Iraq War news

Thursday, April 20, 2006

Iraq war puts US coffers under siege - World -

Iraq war puts US coffers under siege - World - "AMERICA'S annual war expenditure in Iraq has nearly doubled since the US invasion as the military confronts the rapidly escalating cost of repairing, rebuilding and replacing equipment chewed up by three years of combat.

The number of US lives lost has fallen this year but the financial cost continues to climb, from $US48 billion ($A64.5 billion) in 2003 to an anticipated $US94 billion this year, according to the Centre for Strategic and Budgetary Assessments.

Annual war costs in Iraq are easily outpacing the $US61 billion a year that the US spent in Vietnam between 1964 and 1972, in today's dollars. The invasion's 'shock and awe' has long faded but the costs of even those early months are just coming into view as the military confronts long-avoided equipment repair and rebuilding costs and unexpected procurement costs."

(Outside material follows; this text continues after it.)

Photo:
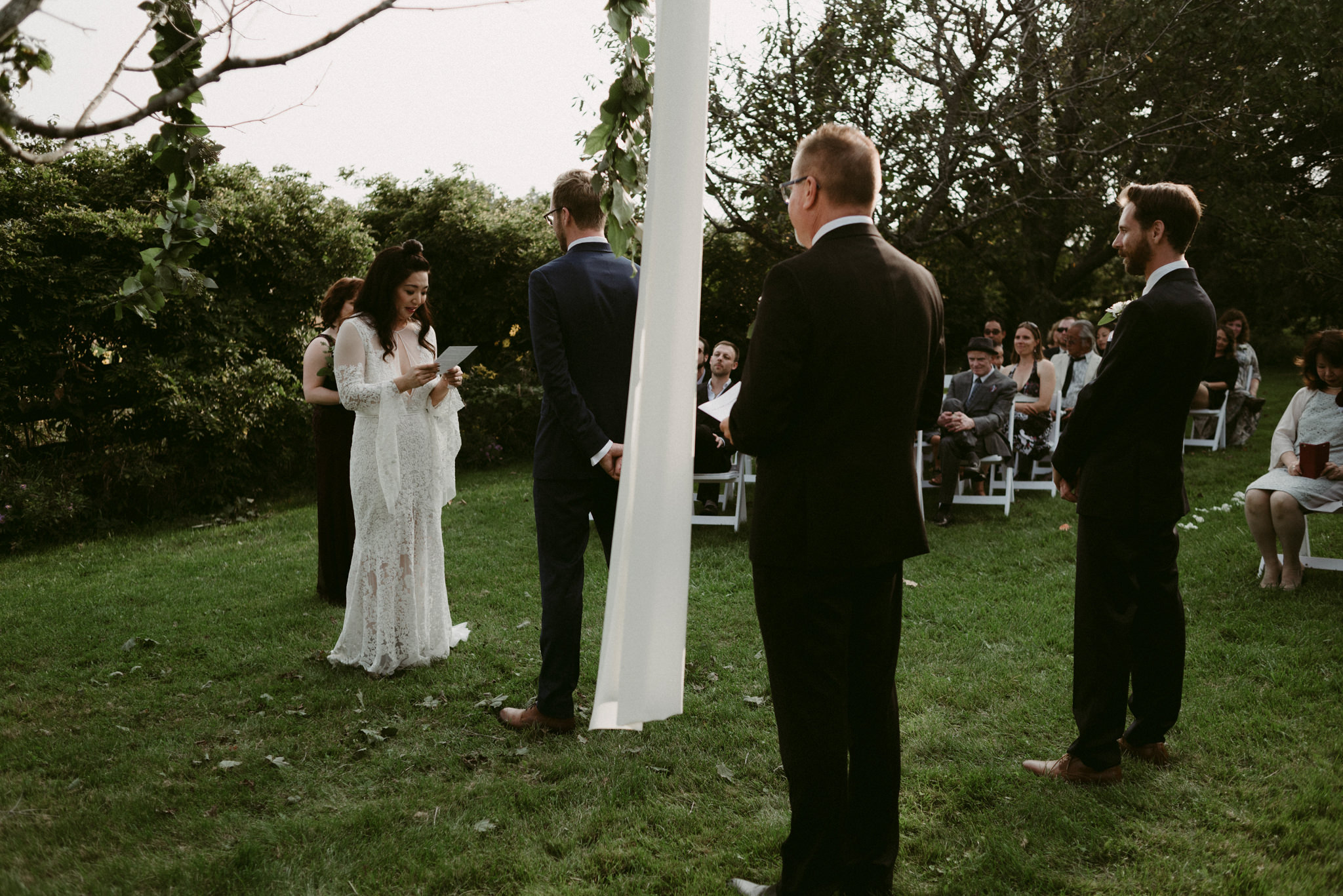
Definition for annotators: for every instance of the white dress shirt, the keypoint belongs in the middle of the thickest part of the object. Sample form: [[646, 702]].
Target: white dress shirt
[[1161, 272], [606, 449], [586, 239], [841, 222]]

"We did not predict early on that we would have the number of electronic jammers that we've got. We did not predict we'd have as many (heavily) armoured vehicles … nor did we have a good prediction about what our battle losses would be," US Army Chief of Staff Peter Schoomaker recently told the Senate Armed Services Committee.

The issue will be hotly debated next week when the Senate takes up a record $US106.5 billion emergency spending bill that includes $US72.4 billion for the wars in Iraq and Afghanistan. The House of Representatives passed a $US92 billion version of the bill last month that included $US68 billion in war funding. That is on top of $US50 billion already allocated for the war this fiscal year.

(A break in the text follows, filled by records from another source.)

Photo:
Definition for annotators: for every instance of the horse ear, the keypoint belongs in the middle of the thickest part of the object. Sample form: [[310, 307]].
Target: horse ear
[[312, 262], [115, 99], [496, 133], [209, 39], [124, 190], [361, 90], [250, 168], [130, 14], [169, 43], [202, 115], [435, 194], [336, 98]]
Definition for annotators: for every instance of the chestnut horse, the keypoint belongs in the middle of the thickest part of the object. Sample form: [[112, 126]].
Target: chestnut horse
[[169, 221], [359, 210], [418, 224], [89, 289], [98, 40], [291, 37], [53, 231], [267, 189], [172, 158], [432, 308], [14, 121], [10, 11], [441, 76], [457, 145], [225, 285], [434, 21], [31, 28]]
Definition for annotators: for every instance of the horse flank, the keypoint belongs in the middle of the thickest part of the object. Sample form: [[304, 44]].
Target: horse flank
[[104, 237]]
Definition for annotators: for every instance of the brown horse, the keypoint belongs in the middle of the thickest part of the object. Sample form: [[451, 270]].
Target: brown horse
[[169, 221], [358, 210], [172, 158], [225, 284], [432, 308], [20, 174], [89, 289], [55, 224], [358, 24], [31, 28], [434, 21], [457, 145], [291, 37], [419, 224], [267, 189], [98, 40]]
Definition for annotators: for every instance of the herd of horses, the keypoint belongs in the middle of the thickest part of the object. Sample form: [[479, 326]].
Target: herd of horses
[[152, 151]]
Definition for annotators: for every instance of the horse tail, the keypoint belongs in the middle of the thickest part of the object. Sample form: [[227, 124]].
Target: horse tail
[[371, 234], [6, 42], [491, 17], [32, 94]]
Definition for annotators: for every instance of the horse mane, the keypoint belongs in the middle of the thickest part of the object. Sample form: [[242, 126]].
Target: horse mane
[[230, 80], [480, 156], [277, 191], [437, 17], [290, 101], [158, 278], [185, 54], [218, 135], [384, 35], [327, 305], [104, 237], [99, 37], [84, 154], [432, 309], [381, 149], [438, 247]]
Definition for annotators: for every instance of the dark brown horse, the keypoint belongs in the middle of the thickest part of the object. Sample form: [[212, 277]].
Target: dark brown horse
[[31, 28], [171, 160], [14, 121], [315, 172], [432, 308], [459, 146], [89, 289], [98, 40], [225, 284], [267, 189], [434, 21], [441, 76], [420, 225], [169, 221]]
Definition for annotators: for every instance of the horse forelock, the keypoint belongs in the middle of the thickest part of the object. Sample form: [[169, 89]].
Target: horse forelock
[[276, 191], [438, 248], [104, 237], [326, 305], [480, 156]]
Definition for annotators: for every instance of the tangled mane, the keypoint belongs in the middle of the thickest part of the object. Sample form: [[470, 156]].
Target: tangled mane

Senate Democrats say that they will vote for the measure, but the debate will offer war opponents ample opportunity to question the Bush Administration's funding priorities.

Defence officials and budget analysts point to a simple, unavoidable driver of the escalating costs. At roughly $US15 billion, personnel costs will drop 14 per cent this year. But the cost of repairing and replacing equipment and developing new war-fighting materiel has exploded.

In the first year of the invasion, such costs totalled $US2.4 billion. This year, they will hit $US26 billion and could go as high as $US30 billion, said Steven Kosiak, from the Centre for Strategic and Budgetary Assessments.

Gary Motsek, director of support operations at the Army Materiel Command, said of the helicopters, tanks, personnel carriers and small arms being used: "We're working them to death."

In 2001, the army's depots logged 11 million labour hours. This year it will total 24 million.